Thanks for all the input. I'm not exactly gung-ho on the idea of building the torsion-box, but I am adamant about long-term flatness. My main concern is that this top will be fixed to an old dresser as the base (until I get time and money to build a proper base) and pushed up against the wall. This will leave about an 8'' overhang that will eventually hold a vise, and it just seems to me that the internal vertical slats of the torsion box would support this otherwise unsupported weight better than laminated sheets of plywood or MDF. Solid wood is still an option, though lack of a power jointer and planer makes this option less appealing


----------



## Sawkerf (Dec 31, 2009)

I've built a few torsion boxes. but only four of them really needed to be torsion boxes. They're neat, but you really gotta have a good reason to justify the effort required to make them.

My work bench also serves as the outfeed table for my TS. It's made with 4" x 4" legs, 2" x 6" framing, and a piece of 3/4" ACX for the top.

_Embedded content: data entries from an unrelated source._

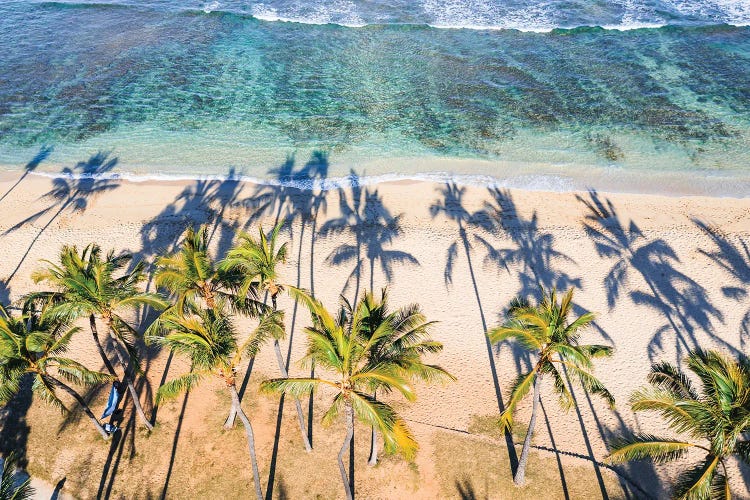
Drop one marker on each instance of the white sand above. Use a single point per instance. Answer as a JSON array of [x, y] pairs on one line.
[[674, 293]]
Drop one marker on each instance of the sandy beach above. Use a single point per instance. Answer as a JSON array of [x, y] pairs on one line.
[[664, 275]]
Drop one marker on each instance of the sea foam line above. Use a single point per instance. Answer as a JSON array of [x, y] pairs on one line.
[[213, 8], [531, 182]]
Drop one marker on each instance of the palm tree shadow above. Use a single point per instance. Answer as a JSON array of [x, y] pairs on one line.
[[533, 254], [72, 190], [14, 428], [682, 301], [295, 194], [465, 490], [734, 258], [451, 205], [204, 201], [42, 155], [373, 227]]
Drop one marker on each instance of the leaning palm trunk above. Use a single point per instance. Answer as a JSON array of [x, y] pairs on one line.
[[520, 476], [349, 412], [250, 439], [128, 380], [297, 404], [373, 442], [99, 347], [83, 404], [373, 448]]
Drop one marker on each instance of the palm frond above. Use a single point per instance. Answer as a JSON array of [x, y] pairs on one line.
[[642, 446], [296, 387], [180, 385], [523, 384]]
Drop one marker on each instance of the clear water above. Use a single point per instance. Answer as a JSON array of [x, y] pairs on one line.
[[641, 95]]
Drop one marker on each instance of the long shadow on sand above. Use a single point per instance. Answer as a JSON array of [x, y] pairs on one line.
[[73, 190], [365, 216], [533, 256], [204, 201], [42, 155], [450, 204], [682, 301], [734, 258], [297, 194]]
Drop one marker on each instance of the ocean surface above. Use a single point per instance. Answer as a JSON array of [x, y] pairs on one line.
[[628, 95]]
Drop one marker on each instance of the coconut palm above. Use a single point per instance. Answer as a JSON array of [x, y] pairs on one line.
[[208, 338], [335, 346], [85, 284], [715, 420], [547, 331], [256, 261], [192, 276], [9, 490], [402, 339], [34, 344]]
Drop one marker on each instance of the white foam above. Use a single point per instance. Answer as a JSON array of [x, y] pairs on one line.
[[527, 182], [210, 7], [340, 13], [659, 184]]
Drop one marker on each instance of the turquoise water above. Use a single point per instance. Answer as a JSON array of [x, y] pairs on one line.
[[636, 95]]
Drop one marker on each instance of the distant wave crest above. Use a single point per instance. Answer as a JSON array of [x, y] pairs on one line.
[[527, 16]]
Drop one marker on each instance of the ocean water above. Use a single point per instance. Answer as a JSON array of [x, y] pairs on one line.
[[634, 95]]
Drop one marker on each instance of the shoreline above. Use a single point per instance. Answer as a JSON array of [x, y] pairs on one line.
[[547, 183], [409, 228]]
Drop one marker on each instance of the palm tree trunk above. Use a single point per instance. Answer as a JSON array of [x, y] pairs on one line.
[[349, 412], [373, 441], [129, 381], [297, 404], [250, 439], [83, 404], [520, 476], [99, 347]]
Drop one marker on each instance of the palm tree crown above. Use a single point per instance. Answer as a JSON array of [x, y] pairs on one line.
[[191, 274], [715, 419], [35, 343], [208, 338], [547, 331], [401, 338], [336, 346], [256, 261], [85, 284]]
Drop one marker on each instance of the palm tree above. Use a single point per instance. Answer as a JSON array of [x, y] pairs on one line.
[[257, 261], [546, 330], [34, 344], [209, 339], [192, 275], [402, 340], [716, 420], [86, 285], [335, 346], [8, 488]]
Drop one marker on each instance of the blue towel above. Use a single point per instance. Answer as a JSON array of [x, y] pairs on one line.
[[112, 402]]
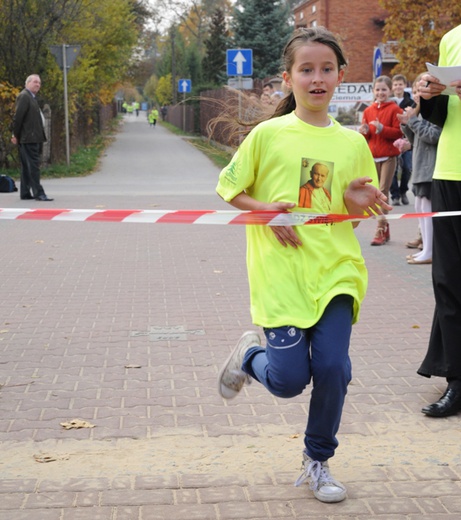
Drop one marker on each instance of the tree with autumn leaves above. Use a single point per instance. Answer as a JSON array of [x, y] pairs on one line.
[[417, 28]]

It's still stout, stable, and flat after eight years of pretty hard use.

I've had a couple of issues with furniture wobbling, but those were due to uneven floors (tile or hardwood) and not my workbench.

Dan, if I were you, I would forget using an old dresser base as a workbench cabinet. I doubt if it's anywhere near strong enough to survive the thumping and bumping it will get.


----------